Posted on 4/13/14 at 12:27 pm to
Posted by Tackle74
Columbia, MO
Member since Mar 2012
5264 posts
Posted on 4/13/14 at 12:27 pm to
quote:

Doing well in class, while a noble goal, does not = educated. We know more today, but understand less. Some students can tell you what year the constitution was written and ratified, but almost none can explain why.

Schools today crank out memorizers and regurgitators instead of thinkers. This has been a slow progression over the last 100 or so years.

If someone (or many people) receives a positive evaluation from a school, that doesn't validate the quality of instruction given by the school.


Your points are valid though are the same throughout the history of education or matter of fact almost any learning experience. Doing well in class in my opinion is not just getting a grade but getting an education, think we believe the same thing just said it differently.
Posted by shutterspeed
MS Gulf Coast
Member since May 2007
63685 posts
Posted on 4/13/14 at 12:37 pm to
quote:

Doing well in class, while a noble goal, does not = educated. We know more today, but understand less. Some students can tell you what year the constitution was written and ratified, but almost none can explain why.

Schools today crank out memorizers and regurgitators instead of thinkers. This has been a slow progression over the last 100 or so years.


I think schools are TRYING to get students to think now but in a misguided way. We are pushing skills and concepts before fundamentals are grasped.

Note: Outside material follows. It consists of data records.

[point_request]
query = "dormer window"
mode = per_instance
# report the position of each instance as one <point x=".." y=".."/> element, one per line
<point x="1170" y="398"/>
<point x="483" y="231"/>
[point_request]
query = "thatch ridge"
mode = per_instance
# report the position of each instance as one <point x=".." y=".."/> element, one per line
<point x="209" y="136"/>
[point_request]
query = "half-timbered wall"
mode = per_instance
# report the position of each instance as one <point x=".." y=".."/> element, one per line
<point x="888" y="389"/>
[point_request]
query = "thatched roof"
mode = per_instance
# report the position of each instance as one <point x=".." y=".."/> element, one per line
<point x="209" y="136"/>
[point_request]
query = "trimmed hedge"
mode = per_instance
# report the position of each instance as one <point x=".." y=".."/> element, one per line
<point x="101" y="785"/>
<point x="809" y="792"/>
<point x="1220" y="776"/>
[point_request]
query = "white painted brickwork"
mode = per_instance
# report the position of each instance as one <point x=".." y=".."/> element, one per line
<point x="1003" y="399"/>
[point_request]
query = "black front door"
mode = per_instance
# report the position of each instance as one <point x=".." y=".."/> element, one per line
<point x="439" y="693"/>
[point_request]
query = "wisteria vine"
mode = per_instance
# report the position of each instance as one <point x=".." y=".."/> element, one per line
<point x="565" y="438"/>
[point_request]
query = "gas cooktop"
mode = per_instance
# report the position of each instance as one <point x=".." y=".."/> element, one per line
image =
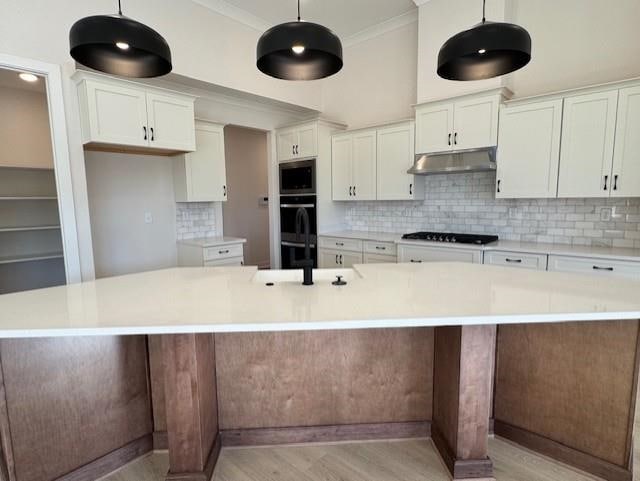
<point x="453" y="238"/>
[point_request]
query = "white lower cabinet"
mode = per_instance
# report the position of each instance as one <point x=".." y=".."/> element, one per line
<point x="418" y="254"/>
<point x="516" y="259"/>
<point x="595" y="266"/>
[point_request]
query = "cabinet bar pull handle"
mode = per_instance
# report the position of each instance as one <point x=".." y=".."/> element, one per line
<point x="599" y="268"/>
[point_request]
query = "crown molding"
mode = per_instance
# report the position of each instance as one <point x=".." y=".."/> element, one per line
<point x="250" y="20"/>
<point x="381" y="28"/>
<point x="235" y="13"/>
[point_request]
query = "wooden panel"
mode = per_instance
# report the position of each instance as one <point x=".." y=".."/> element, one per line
<point x="73" y="400"/>
<point x="324" y="378"/>
<point x="190" y="393"/>
<point x="572" y="383"/>
<point x="156" y="382"/>
<point x="316" y="434"/>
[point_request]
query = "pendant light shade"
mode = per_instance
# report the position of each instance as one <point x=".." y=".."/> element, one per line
<point x="485" y="51"/>
<point x="299" y="51"/>
<point x="118" y="45"/>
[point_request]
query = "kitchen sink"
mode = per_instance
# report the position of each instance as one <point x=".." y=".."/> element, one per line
<point x="294" y="276"/>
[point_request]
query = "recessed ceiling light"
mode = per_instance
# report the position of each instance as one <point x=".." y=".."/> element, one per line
<point x="28" y="77"/>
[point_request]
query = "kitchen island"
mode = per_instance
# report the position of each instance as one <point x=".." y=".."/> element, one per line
<point x="402" y="350"/>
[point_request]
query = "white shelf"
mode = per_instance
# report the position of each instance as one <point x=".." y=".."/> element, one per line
<point x="29" y="228"/>
<point x="31" y="258"/>
<point x="24" y="197"/>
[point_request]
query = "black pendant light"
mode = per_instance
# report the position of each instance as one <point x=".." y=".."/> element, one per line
<point x="118" y="45"/>
<point x="299" y="51"/>
<point x="485" y="51"/>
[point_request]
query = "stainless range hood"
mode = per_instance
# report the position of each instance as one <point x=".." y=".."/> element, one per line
<point x="474" y="160"/>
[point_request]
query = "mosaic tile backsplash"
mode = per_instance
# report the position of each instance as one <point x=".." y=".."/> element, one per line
<point x="195" y="220"/>
<point x="466" y="203"/>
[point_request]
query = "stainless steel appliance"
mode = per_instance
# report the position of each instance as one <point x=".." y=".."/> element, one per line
<point x="298" y="178"/>
<point x="452" y="238"/>
<point x="297" y="189"/>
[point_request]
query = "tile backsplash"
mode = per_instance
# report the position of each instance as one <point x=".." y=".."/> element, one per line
<point x="195" y="220"/>
<point x="467" y="203"/>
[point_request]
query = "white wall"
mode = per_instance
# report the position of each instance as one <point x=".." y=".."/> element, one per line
<point x="378" y="81"/>
<point x="121" y="189"/>
<point x="205" y="45"/>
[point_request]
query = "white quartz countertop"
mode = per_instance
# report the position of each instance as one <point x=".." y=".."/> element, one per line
<point x="189" y="300"/>
<point x="213" y="241"/>
<point x="614" y="253"/>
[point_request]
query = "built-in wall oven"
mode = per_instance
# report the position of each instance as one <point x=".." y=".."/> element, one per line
<point x="297" y="189"/>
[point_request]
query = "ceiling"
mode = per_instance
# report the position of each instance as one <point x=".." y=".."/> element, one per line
<point x="10" y="79"/>
<point x="344" y="17"/>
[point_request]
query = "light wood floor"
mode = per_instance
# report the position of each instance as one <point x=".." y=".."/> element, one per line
<point x="403" y="460"/>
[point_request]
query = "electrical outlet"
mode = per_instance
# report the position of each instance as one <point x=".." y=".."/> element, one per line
<point x="605" y="214"/>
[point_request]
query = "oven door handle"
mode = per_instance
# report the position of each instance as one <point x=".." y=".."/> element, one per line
<point x="295" y="244"/>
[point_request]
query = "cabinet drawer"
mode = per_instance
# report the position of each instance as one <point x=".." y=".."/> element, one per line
<point x="379" y="259"/>
<point x="408" y="253"/>
<point x="353" y="245"/>
<point x="595" y="266"/>
<point x="232" y="261"/>
<point x="516" y="259"/>
<point x="381" y="248"/>
<point x="223" y="252"/>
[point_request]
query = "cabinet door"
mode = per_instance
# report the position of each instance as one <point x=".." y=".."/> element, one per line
<point x="529" y="150"/>
<point x="349" y="259"/>
<point x="171" y="122"/>
<point x="307" y="142"/>
<point x="586" y="155"/>
<point x="626" y="159"/>
<point x="434" y="128"/>
<point x="117" y="115"/>
<point x="287" y="140"/>
<point x="328" y="259"/>
<point x="476" y="123"/>
<point x="395" y="157"/>
<point x="364" y="165"/>
<point x="341" y="167"/>
<point x="206" y="169"/>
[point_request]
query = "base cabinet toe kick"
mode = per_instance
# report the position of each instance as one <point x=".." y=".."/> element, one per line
<point x="565" y="390"/>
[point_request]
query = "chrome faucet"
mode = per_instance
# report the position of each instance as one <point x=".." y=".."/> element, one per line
<point x="307" y="264"/>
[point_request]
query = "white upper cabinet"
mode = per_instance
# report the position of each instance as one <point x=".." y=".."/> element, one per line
<point x="529" y="150"/>
<point x="476" y="122"/>
<point x="626" y="158"/>
<point x="201" y="176"/>
<point x="467" y="123"/>
<point x="588" y="135"/>
<point x="395" y="156"/>
<point x="170" y="122"/>
<point x="434" y="132"/>
<point x="298" y="142"/>
<point x="341" y="167"/>
<point x="126" y="114"/>
<point x="113" y="114"/>
<point x="353" y="162"/>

If you compare education today to education in the past, the differences are probably light years apart. If we were lucky, back in the day, we might answer some basic chapter review questions and call it a day. Today, students are required to do so much more.

But schools never really produced thinkers, in my opinion. That came from home, and a natural curiosity by students (fostered by parents and society) that propelled students to learn and apply knowledge and skills. Students and parents filled in the educational gaps on their own at home and out in the world. That seems to be largely missing in students today.

Now schools SHOULD encourage students to think deeply about concepts, but I think our expectations for what schools can do for students far exceed reality.